Friday, February 13, 2009

Whale Thanks Rescuers

Full story at the San Francisco Chronicle.

A 50-foot female humpback whale was on the humpbacks' usual migratory route when she became entangled in the nylon ropes that link crab pots.

Rescue team members realized the only way to save the endangered leviathan was to dive into the water and cut the ropes. It was a very risky maneuver because the mere flip of a humpback's massive tail can kill a man.

About 20 crab-pot ropes were wrapped around the animal. Rope was wrapped at least four times around the tail, the back and the left front flipper, and there was a line in the whale's mouth. At least 12 crab traps, weighing 90 pounds each, hung off the whale, the divers said. The combined weight was pulling the whale downward, forcing her to struggle mightily to keep her blow-hole out of the water.
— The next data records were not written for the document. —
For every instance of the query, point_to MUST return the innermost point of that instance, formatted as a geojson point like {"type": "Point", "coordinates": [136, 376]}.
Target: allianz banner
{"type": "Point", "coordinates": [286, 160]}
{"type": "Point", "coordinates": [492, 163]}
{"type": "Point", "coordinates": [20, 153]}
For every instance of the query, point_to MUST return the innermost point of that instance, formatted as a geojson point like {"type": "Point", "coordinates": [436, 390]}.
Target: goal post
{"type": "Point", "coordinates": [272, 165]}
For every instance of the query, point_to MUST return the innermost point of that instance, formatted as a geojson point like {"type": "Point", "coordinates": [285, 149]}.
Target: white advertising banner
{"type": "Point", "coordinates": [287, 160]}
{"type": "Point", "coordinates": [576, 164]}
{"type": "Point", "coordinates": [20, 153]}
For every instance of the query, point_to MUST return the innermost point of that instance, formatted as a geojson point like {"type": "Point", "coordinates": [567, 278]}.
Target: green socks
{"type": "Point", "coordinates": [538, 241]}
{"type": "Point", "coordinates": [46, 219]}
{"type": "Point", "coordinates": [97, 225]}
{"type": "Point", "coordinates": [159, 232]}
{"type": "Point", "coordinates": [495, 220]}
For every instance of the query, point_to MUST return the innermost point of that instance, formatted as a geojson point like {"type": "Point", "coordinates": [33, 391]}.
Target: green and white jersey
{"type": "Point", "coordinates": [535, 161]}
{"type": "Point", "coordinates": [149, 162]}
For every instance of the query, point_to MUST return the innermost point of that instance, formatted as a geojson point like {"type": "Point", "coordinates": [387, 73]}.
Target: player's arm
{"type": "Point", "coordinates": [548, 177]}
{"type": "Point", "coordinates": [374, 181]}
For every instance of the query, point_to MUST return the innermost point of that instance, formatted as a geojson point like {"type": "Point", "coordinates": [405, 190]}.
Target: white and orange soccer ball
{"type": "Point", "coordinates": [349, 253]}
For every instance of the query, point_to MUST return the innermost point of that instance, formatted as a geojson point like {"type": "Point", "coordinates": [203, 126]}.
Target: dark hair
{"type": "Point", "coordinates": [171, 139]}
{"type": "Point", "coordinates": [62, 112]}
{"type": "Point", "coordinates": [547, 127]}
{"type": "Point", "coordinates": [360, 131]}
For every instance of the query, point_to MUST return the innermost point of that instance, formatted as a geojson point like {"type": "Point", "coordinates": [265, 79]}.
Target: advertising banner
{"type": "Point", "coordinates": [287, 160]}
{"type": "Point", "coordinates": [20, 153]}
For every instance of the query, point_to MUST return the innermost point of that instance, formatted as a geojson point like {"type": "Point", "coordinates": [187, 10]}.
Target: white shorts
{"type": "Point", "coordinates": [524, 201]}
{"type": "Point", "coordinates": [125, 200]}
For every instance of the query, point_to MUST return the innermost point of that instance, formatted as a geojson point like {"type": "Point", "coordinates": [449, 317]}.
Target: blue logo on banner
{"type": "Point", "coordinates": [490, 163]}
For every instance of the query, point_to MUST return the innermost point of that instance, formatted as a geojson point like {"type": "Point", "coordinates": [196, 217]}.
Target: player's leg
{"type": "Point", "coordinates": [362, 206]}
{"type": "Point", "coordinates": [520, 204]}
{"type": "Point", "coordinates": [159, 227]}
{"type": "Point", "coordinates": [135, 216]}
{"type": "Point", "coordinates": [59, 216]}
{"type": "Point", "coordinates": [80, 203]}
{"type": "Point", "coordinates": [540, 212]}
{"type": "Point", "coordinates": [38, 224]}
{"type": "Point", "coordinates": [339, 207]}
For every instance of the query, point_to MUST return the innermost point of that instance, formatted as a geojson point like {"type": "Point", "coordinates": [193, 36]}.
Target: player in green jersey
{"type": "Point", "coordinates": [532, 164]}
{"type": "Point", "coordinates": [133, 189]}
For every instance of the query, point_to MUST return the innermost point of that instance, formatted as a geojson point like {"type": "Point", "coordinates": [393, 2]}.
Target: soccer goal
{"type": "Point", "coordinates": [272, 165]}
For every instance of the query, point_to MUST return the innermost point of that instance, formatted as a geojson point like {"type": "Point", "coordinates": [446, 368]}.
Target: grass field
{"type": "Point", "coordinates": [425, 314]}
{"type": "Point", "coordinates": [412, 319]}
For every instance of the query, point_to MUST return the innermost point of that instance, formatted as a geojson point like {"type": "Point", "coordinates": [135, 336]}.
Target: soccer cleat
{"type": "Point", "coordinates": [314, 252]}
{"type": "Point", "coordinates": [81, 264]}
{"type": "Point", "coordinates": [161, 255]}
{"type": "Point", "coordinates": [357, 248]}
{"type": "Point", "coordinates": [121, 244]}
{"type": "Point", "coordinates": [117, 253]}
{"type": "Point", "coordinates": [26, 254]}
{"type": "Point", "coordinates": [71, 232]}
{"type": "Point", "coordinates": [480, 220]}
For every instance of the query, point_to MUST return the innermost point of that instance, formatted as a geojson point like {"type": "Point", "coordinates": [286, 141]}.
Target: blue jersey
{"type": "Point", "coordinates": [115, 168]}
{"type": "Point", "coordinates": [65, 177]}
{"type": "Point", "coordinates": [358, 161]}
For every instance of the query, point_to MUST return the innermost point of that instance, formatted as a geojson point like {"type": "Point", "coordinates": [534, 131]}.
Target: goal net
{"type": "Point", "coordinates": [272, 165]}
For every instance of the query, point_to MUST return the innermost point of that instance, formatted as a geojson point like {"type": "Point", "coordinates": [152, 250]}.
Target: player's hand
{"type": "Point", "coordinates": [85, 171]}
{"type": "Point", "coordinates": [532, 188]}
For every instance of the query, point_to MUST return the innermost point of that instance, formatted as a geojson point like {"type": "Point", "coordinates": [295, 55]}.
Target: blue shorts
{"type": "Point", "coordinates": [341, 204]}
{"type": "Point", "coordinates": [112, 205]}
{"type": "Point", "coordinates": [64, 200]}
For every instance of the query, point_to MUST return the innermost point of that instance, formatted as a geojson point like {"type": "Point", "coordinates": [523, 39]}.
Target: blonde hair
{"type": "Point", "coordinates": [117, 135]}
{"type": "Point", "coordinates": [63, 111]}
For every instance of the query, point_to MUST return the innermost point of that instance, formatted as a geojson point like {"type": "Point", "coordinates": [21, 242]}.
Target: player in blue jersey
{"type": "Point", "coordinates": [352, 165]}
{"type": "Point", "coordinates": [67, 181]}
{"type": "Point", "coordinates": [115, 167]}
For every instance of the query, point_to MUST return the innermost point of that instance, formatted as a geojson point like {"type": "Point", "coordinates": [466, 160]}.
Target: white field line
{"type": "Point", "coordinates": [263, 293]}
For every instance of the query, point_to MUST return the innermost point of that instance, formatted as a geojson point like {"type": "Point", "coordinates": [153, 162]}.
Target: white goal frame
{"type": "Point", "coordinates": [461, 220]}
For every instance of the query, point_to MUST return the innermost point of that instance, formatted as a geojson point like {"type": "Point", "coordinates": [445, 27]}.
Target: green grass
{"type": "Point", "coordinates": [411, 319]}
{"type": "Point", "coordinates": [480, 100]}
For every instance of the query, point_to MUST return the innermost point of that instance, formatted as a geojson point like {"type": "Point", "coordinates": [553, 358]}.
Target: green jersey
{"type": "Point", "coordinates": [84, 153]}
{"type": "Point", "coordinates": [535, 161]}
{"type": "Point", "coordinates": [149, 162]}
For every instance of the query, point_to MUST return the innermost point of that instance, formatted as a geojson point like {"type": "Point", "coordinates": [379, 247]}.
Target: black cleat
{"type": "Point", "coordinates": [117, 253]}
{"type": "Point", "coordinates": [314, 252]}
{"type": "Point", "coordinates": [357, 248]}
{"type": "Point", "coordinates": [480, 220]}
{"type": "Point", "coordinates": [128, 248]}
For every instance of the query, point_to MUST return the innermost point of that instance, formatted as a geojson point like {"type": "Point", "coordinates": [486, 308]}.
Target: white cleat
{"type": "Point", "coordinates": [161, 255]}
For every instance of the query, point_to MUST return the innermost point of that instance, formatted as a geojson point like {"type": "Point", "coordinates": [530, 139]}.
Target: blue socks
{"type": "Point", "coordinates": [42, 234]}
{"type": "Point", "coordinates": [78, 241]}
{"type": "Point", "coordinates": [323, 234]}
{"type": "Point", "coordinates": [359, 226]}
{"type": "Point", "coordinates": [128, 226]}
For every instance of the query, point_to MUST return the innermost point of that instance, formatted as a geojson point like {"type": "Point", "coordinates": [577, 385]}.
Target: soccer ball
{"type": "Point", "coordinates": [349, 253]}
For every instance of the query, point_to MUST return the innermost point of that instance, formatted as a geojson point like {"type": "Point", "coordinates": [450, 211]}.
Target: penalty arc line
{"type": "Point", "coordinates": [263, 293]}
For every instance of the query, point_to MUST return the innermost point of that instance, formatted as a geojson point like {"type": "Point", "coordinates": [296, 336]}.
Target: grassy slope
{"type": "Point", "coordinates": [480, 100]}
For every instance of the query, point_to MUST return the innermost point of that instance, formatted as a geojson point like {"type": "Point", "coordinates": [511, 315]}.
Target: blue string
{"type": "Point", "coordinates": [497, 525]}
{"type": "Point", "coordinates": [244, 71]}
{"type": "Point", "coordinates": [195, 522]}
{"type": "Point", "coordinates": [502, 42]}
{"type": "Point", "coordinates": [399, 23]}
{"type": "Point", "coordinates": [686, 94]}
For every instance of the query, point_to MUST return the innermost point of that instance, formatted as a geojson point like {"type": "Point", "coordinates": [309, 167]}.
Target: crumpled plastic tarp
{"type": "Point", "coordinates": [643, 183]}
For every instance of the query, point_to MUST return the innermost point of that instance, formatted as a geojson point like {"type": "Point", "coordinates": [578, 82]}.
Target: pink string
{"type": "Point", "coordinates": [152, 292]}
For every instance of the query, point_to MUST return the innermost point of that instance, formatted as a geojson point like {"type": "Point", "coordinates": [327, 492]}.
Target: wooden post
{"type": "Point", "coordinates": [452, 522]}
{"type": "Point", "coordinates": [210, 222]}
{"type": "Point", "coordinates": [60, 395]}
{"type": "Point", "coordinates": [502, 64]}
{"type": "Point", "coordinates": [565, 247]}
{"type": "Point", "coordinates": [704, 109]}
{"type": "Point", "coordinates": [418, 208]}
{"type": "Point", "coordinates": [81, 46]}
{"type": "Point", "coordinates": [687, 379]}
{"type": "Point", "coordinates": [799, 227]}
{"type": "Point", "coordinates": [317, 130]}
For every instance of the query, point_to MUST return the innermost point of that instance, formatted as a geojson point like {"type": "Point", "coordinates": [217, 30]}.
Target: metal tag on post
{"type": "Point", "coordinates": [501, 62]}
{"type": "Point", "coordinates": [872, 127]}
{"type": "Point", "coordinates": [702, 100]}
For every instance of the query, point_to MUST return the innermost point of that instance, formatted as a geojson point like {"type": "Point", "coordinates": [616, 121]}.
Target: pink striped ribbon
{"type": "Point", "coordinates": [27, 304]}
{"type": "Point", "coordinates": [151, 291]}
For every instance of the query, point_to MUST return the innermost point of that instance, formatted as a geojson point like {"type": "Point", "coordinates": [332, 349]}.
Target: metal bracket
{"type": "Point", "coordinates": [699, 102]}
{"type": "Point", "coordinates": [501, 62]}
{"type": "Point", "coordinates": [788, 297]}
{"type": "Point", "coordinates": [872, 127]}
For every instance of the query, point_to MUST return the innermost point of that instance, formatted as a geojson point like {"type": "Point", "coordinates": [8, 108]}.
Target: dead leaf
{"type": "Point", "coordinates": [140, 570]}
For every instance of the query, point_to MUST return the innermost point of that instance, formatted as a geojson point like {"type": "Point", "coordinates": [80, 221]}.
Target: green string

Four divers spent about an hour cutting the ropes with a special curved knife. The whale floated passively in the water the whole time, he said, giving off a strange kind of vibration.

"It felt to me like she was thanking us," James Moskito, one of the rescue divers, said Tuesday.

When the whale realized she was free, she began swimming around in circles, according to the rescuers. Moskito said she swam to each diver, nuzzled him and then swam to the next one.

"She seemed kind of affectionate, like a dog that's happy to see you,'' Moskito said. "I never felt threatened. It was an amazing, unbelievable experience."

The daring rescue was the first successful attempt on the West Coast to free an entangled humpback, said Shelbi Stoudt, stranding manager for the Marine Mammal Center in Marin County.